Set of tools and utilities to ease interacting with HashiCorp Nomad scheduling solution.
https://github.com/Kamilcuk/nomad-tools
GNU General Public License v3.0
22 stars 2 forks source link

unable to find uuid when running inside of docker #1

Closed foozmeat closed 8 months ago

foozmeat commented 8 months ago

I'm trying to run nomad-watch from CI. We're using a private gitlab-runner and this is running inside of a docker container. This job worked OK with plain nomad. Here's the error output. If I run this same job file locally using nomad-watch it seems to work OK. The job in question is a periodic job scheduled to run every 4 hours.

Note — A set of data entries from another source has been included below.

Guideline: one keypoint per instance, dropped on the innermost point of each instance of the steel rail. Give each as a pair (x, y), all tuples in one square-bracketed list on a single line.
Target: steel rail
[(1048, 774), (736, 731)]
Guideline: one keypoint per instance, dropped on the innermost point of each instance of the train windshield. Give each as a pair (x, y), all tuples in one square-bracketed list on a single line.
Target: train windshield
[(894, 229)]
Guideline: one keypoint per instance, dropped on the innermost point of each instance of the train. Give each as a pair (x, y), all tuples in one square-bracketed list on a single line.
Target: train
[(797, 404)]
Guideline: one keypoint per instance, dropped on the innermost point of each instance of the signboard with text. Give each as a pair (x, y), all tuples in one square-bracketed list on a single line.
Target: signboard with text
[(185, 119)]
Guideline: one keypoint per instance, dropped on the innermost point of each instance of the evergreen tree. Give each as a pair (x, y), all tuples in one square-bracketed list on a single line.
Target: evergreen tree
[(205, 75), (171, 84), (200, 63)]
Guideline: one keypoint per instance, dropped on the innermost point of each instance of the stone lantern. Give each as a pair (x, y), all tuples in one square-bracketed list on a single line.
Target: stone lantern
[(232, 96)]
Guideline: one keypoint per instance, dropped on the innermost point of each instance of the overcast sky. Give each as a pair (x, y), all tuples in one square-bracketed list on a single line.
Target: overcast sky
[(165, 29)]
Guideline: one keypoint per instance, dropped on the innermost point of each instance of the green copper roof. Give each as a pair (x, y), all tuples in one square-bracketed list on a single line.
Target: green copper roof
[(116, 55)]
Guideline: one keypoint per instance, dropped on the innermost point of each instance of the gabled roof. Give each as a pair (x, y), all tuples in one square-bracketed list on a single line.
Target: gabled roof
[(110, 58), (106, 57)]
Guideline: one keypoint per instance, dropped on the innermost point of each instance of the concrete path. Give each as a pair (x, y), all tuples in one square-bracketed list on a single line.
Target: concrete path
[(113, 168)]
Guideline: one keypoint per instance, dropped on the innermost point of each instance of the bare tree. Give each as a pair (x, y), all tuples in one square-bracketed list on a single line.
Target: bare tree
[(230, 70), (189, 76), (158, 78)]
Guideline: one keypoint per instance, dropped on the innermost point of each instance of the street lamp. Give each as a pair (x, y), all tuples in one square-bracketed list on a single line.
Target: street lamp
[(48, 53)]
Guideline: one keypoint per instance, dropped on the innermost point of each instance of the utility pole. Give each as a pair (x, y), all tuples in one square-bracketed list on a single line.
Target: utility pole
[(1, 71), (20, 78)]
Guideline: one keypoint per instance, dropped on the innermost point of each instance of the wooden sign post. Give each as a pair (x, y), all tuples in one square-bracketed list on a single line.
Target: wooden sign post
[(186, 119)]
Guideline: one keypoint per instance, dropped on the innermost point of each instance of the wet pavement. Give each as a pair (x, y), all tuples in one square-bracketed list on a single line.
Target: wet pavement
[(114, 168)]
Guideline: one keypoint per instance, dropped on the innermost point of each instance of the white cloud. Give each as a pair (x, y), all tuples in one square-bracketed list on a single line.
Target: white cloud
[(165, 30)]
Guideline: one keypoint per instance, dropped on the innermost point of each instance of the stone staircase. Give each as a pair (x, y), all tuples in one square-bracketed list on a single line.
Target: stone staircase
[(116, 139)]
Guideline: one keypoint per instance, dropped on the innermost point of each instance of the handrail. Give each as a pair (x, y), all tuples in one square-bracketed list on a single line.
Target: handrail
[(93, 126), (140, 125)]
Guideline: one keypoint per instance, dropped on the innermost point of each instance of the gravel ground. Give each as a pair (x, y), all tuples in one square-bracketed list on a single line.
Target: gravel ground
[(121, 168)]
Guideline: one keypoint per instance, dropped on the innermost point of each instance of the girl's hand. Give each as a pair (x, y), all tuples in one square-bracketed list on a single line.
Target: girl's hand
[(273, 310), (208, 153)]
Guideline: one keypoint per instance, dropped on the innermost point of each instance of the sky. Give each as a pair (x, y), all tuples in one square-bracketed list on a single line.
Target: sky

$ /usr/local/bin/nomad-watch run job.nomad
nomad-watch>677> INFO + nomad job run -detach -verbose job.nomad
nomad-watch>685> INFO Job registration successful
nomad-watch>685> INFO Approximate next launch time: 2023-11-06T20:00:00-08:00 (3h25m4s from now)
Traceback (most recent call last):
  File "/usr/local/bin/nomad-watch", line 8, in <module>
    sys.exit(nomad_watch.cli())
             ^^^^^^^^^^^^^^^^^
  File "/usr/local/lib/python3.11/dist-packages/click/core.py", line 1157, in __call__
    return self.main(*args, **kwargs)
           ^^^^^^^^^^^^^^^^^^^^^^^^^^
  File "/usr/local/lib/python3.11/dist-packages/click/core.py", line 1078, in main
    rv = self.invoke(ctx)
         ^^^^^^^^^^^^^^^^
  File "/usr/local/lib/python3.11/dist-packages/click/core.py", line 1688, in invoke
    return _process_result(sub_ctx.command.invoke(sub_ctx))
                           ^^^^^^^^^^^^^^^^^^^^^^^^^^^^^^^
  File "/usr/local/lib/python3.11/dist-packages/click/core.py", line 1434, in invoke
    return ctx.invoke(self.callback, **ctx.params)
           ^^^^^^^^^^^^^^^^^^^^^^^^^^^^^^^^^^^^^^^
  File "/usr/local/lib/python3.11/dist-packages/click/core.py", line 783, in invoke
    return __callback(*args, **kwargs)
           ^^^^^^^^^^^^^^^^^^^^^^^^^^^
  File "/usr/local/lib/python3.11/dist-packages/nomad_tools/nomad_watch.py", line 1526, in mode_run
    evaluation = nomad_start_job(cmd)
                 ^^^^^^^^^^^^^^^^^^^^
  File "/usr/local/lib/python3.11/dist-packages/nomad_tools/nomad_watch.py", line 698, in nomad_start_job
    evalid = __nomad_job_run(opts)
             ^^^^^^^^^^^^^^^^^^^^^
  File "/usr/local/lib/python3.11/dist-packages/nomad_tools/nomad_watch.py", line 691, in __nomad_job_run
    assert len(founduuids) == 1, f"Could not find uuid in nomad job run output"
           ^^^^^^^^^^^^^^^^^^^^
AssertionError: Could not find uuid in nomad job run output

Uploading artifacts for failed job
foozmeat commented 8 months ago

Correction, when I run this particular job file locally I get the same error. Perhaps because its periodic?

Kamilcuk commented 8 months ago

Perhaps because its periodic?

Hi. Definitely. I did not test anything with periodic nor parametrized jobs. I rarely use them if ever. They do not start immediately, so there is nothing to "watch". I wonder what behavior would I want from this tool in such case. I guess it should wait until the job is started - so wait for 3h25m4s and then watch over the job? This is the behavior you expected?

foozmeat commented 8 months ago

Its a good point, what does it mean to watch a job that may not start right away. Perhaps this can be closed since periodic jobs seem to fall outside the scope of what the tool is trying to do?